Should You Book This Seville VR Walking Tour?

I’d book it if you want Seville to make sense fast. For a set price and a short walking window, you get the city’s biggest names plus a “what it used to look like” layer you can’t get from a standard street walk. The smartglasses VR moments are the main event, and the included earphones and touchpad make it workable, not clunky.

I’d skip or complement it with monument tickets if you’re a “must enter” person. Since the tour doesn’t include interior visits, you’ll miss out if your priority is walking through famous buildings rather than understanding the area around them.

One extra decision helper: it has a 4.3/5 rating across 31 bookings, which suggests this format is landing for most people. If you’re curious about time-layer storytelling and you’re comfortable with an outside-focused itinerary, this is a strong Seville choice.
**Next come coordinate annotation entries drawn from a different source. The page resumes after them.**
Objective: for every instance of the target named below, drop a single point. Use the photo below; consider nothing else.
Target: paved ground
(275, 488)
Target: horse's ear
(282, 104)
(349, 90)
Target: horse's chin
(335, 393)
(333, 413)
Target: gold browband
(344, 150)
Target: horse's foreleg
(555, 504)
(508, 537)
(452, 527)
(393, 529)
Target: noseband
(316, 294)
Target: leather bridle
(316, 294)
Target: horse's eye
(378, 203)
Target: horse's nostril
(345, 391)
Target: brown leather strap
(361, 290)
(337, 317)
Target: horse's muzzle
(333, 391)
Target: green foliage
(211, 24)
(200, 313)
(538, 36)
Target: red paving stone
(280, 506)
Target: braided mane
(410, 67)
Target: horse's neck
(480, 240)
If you still want to keep options open, the tour offers free cancellation up to 24 hours in advance and reserve-and-pay-later booking.

FAQ

FAQ

How long is the Seville guided city walking tour?

It lasts about 2 hours.

Where do I meet the guide for the tour?

Meet at Las Setas de Sevilla (Metropol Parasol), floor -1 (basement level 1), downstairs at Acceso Antiquarium. Look for the Past View desk.

What landmarks and stops are included?

The route includes Plaza de la Encarnación, Plaza del Salvador, Plaza de San Francisco, Catedral (Puerta del Perdón), Giralda, Real Alcázar, Archivo de Indias, and Guadalquivir – Torre del Oro.
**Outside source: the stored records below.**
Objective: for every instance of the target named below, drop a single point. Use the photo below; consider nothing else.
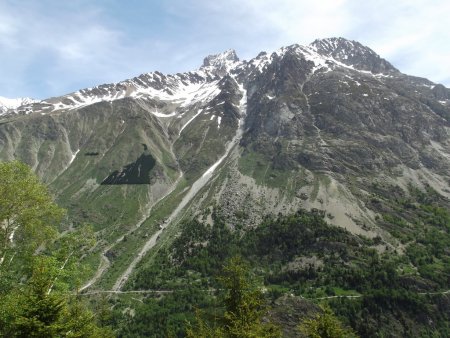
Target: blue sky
(53, 47)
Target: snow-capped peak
(218, 60)
(220, 64)
(352, 53)
(7, 104)
(15, 103)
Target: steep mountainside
(320, 126)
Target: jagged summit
(220, 64)
(7, 104)
(217, 60)
(352, 53)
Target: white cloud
(53, 47)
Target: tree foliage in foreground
(37, 264)
(325, 325)
(244, 308)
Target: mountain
(331, 127)
(13, 105)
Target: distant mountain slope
(318, 126)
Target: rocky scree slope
(323, 123)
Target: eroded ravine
(195, 188)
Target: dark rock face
(332, 108)
(365, 118)
(352, 53)
(133, 173)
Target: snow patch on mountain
(7, 104)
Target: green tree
(244, 307)
(28, 216)
(325, 325)
(37, 263)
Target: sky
(54, 47)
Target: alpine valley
(324, 166)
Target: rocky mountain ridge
(315, 126)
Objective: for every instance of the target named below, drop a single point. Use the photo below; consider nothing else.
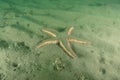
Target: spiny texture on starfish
(63, 39)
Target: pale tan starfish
(62, 40)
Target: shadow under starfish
(63, 39)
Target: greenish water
(96, 22)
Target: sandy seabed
(21, 23)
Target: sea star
(62, 40)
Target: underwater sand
(21, 22)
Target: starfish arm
(70, 30)
(47, 43)
(77, 41)
(49, 32)
(70, 48)
(65, 49)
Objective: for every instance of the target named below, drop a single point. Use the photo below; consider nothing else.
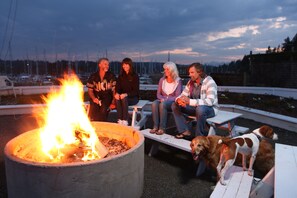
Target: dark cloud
(194, 30)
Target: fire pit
(65, 158)
(116, 176)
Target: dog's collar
(258, 136)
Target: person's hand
(186, 100)
(97, 101)
(180, 102)
(117, 96)
(122, 96)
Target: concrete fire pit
(117, 176)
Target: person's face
(166, 71)
(126, 68)
(104, 65)
(193, 74)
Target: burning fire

Do I visit the inside of monuments?

No. The tour is outside-only and does not include monument interiors.

Are monument tickets included?

No. Monument tickets are not included.

What languages are available for the live guide?

Spanish, English, and French.

What does the smartglasses and VR content show?

At each stop you’ll see VR content in 3D 360º reconstructions of Seville across ancient, middle, and modern ages, with virtual characters giving explanations.

Is the tour wheelchair accessible?

Yes, it is wheelchair accessible.

What should I bring or wear?

Wear comfortable shoes. You can use glasses with the smartglasses, and if you use contact lenses, it’s suggested that you wear them.

Can I cancel after booking?

There is free cancellation up to 24 hours in advance for a full refund.